Read about START-PROF pipe stress analysis software

Tall pipe risers are used in skyscrapers, mines, etc. There are two points that the piping stress engineer should consider:

- Fluid weight load distribution
- Pipe longitudinal stability

The most of widely used piping stress analysis software, including START-PROF, apply fluid weight as uniform load along the pipe. This approach is correct for horizontal piping and short vertical pipes. But it is incorrect for tall risers and may lead to incorrect support loads and incorrect stress distribution along the vertical pipe length.

The picture below (a) shows axial force F diagram caused by uniform load q at the vertical pipe that is supported at the bottom. If fluid weight is applied as uniform load q, the axial force diagram is incorrect. Software will show great axial stresses from sustained loads q*L/A, A – pipe crossection area. But in real world fluid pressure will act only on the bottom of the pipe and axial stresses along the pipe should be zero. The correct results can be obtained by applying of concentrated force at the bottom of the pipe instead of uniform load.

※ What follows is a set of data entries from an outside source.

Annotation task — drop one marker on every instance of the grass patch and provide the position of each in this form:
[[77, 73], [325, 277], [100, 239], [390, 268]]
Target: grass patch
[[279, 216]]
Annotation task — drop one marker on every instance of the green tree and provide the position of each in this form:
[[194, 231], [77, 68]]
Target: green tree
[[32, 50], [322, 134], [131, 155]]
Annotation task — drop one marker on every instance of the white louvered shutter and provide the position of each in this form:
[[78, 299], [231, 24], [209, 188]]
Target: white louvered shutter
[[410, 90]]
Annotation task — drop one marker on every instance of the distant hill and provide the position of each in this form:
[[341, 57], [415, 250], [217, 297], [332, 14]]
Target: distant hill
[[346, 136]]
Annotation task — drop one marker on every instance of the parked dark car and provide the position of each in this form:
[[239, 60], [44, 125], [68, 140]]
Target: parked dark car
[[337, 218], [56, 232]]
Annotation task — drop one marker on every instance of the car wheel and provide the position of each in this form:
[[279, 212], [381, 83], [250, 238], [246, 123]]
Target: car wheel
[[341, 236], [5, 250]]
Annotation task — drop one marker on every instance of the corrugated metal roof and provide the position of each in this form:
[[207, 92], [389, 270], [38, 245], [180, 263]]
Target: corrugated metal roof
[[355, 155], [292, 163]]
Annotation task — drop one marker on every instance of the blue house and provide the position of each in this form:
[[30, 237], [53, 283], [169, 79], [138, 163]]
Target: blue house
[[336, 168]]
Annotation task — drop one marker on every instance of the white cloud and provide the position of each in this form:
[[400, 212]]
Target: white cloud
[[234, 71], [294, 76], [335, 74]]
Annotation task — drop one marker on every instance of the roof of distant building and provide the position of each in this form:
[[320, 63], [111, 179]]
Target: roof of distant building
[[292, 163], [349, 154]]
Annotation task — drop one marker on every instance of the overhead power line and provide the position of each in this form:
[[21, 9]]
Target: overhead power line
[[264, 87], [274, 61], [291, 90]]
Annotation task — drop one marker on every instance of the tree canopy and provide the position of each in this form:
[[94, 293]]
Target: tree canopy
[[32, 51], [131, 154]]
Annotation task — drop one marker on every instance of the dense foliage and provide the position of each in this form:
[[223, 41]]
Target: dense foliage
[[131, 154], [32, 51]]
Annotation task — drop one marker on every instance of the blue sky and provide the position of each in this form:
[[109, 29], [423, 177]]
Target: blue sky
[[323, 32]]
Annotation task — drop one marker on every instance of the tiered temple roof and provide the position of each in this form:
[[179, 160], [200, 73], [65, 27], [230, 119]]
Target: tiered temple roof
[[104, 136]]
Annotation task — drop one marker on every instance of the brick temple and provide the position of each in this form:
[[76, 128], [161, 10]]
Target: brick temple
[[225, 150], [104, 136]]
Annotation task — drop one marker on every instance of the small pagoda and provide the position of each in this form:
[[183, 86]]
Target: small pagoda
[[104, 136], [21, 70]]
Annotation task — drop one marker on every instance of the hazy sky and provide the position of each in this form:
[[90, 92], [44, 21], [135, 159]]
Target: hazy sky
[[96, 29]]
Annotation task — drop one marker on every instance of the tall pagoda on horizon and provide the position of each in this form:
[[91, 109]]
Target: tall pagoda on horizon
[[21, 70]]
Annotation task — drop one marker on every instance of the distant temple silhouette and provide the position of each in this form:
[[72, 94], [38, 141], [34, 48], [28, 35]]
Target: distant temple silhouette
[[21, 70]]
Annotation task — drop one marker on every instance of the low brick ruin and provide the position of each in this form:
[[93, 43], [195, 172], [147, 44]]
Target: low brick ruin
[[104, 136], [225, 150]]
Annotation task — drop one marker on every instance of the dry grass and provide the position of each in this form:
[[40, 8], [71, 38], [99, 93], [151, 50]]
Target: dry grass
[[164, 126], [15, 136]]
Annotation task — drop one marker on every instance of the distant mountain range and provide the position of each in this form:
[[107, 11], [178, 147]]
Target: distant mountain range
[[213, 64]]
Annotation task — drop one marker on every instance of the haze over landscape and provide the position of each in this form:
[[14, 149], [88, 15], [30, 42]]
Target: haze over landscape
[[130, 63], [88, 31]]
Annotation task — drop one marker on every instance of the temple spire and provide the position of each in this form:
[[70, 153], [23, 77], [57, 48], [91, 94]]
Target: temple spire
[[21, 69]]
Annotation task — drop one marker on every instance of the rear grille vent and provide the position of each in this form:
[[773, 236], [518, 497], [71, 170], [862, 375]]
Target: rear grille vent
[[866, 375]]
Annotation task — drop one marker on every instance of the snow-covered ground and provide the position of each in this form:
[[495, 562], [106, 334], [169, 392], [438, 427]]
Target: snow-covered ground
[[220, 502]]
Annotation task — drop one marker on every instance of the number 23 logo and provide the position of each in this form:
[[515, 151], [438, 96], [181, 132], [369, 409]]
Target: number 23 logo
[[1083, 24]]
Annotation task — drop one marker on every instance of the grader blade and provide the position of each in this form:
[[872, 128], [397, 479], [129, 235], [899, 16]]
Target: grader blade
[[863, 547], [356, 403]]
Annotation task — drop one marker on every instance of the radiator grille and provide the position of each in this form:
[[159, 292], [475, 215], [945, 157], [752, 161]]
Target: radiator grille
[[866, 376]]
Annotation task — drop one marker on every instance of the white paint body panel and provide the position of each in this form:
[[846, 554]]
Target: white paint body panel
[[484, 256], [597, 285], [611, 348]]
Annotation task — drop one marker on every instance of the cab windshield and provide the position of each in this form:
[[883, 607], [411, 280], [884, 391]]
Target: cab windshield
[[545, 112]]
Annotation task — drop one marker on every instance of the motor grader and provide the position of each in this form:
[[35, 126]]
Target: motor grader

Vertical Pipe Supported at the Bottom

In case of pipe supporting at the top, uniform load gives incorrect results too. Application of fluid weight as uniform load leads to underestimation of axial stresses at the lower part of the pipe.

Vertical Pipe Supported at the Top

In case of supporting riser by several springs, the application of fluid weight as uniform load will lead to uniform load distribution between supports. But in real world fluid weight will act in the bottom bend and lowest support will hold greatest weight load.

Vertical Pipe Supported by Several Springs

Now let’s see how to model vertical riser correctly in PASS/START-PROF piping stress analysis software:

- Fluid density should be zero

- Add concentrated force q*L in the lower bend

It is important to use the specify the correct pressure including hydrostatic fluid pressure value for tall raisers. You need to split the vertical pipeline into several parts and set the pressure for each part equal to P+γ·h, where P - internal pressure for the top pip, γ - fluid density, h - depth from the top point to the middle or the lowest point of the pipe segment.

The second problem concerns vertical risers that is supported at the bottom. Pipe is compressed by big pipe and insulation weight. Compression force may lead to pipe buckling as shown on the drawing (a) below.

To avoid buckling we should add additional V-stop supports (d) to decrease the compressive force or add guides (c) to prevent buckling.

The START-Elements has a special procedure allows to check buckling of vertical or horizontal pipe. For vertical pipe we should set sliding support friction factor to zero and enter the compressive load N value. Software will calculate the span between guides Lcr needed to prevent buckling.